My review of Bear Gryll’s autobiography
Bear Grylls is a really famous survival expert and a well known Christian. I bought his autobiography Mud, Sweat and Tears for Fr Koala because I wanted to know what Bear thinks about faith.
I don’t know why but I expected Bear to write like a Victorian soldier. I imagined that he would say a lot of things about duty to others. He does, but not in those words and not in a stuffy Victorian way.
Mud, Sweat and Tears is mostly about outdoor adventures. Bear writes about the tough time he had in the selection process for the SAS. He also describes his journey up to the top of Mount Everest, just two years after fracturing his back in three places.

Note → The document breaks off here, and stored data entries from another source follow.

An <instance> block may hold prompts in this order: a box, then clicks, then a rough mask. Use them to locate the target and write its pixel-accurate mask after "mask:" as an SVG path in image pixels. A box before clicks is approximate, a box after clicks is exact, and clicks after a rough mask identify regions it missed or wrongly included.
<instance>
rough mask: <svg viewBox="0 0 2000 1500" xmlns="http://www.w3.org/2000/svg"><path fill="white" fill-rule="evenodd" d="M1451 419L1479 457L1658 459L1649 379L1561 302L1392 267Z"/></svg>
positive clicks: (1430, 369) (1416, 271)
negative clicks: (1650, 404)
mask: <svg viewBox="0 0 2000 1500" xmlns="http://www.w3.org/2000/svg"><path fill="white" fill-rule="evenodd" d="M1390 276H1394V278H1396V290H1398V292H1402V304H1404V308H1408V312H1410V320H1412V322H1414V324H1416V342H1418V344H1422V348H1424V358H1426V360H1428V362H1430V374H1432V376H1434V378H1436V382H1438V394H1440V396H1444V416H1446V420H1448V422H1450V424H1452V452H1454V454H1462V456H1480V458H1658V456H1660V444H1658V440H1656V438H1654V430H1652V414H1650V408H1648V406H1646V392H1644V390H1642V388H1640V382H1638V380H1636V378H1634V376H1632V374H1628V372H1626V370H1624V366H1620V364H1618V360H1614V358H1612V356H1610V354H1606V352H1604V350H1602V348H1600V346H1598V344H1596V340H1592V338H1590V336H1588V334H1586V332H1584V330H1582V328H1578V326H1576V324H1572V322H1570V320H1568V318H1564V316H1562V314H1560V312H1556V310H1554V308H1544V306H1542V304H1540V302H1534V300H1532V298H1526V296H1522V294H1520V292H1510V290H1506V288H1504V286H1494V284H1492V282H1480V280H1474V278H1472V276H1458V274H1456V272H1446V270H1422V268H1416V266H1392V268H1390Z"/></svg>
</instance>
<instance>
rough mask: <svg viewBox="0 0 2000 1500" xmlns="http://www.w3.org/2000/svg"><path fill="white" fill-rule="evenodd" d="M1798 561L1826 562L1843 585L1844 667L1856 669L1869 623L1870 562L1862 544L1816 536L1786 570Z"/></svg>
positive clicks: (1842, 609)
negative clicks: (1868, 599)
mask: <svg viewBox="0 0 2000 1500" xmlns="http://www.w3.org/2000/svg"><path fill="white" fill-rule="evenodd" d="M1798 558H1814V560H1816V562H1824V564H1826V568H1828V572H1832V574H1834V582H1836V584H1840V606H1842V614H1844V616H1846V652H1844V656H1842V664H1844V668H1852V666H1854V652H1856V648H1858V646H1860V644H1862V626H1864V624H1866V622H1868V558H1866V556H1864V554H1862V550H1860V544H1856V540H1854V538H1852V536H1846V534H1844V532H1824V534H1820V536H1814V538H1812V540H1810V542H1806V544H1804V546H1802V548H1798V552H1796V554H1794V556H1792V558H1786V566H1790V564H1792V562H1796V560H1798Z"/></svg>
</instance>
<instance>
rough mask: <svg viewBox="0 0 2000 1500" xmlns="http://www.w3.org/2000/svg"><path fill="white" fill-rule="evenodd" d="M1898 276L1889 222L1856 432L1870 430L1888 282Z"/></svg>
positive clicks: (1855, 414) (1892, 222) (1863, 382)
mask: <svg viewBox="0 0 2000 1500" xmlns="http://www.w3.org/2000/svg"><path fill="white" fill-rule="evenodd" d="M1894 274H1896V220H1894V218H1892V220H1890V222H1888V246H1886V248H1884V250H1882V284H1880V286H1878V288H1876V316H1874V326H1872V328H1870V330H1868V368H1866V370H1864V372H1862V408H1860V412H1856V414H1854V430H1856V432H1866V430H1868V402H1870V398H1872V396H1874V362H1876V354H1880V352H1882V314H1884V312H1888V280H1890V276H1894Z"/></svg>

There is childhood and family detail but not too much. We find out about Bear’s ancestors, his childhood, his schoolboy days at Eton and how he met his wife. The childhood part of the book isn’t as well written as the adventure sections. For some pages I wasn’t sure if he was a happy little boy or not. It seems he had a good childhood overall.
Bear talks about the importance of his faith in God but he doesn’t plaster it all over the reader. Some Christians go on and on about God so much that it gets annoying. Bear gives God credit in a dignified, discrete and soldierly way.
I think Mud, Sweat and Tears is a good book to give to a brisk and practical sort of person who wants to go to church but is afraid that Christianity might be too soppy and babyish for them.
Irenaus said: “The glory of God is man fully alive.” Bear has the love of comradeship in adventure that is what Christianity and being alive is about. For that reason I think this book would be good for a church discussion group that wants to focus on friendship.
Bear is also a motivational speaker. I think he must be good at it. I felt motivated by reading his words. I would like to know what else he has written in a motivational line.
Fr Koala says that the autobiography itself might not motivate people in churches. Bear comes from a privileged background and he went to Eton. This might depress and demotivate readers who did not have such a lucky start in life. Going to Eton shapes a boy’s ability to self-motivate for the rest of his days. An Eton boy is not laughed at by his teachers when he expresses great ambition. An Eton boy starts life on a trampoline.
Nonethless, a private school education did not get Bear into the SAS and it did not get him to the top of Everest. If it did, Boris Johnson and David Cameron would be SAS Everest mountaineers too. I think we can use the autobiography to motivate people in churches if we start from the SAS bit and carry on from there.
I liked Bear’s book and I will read other ones.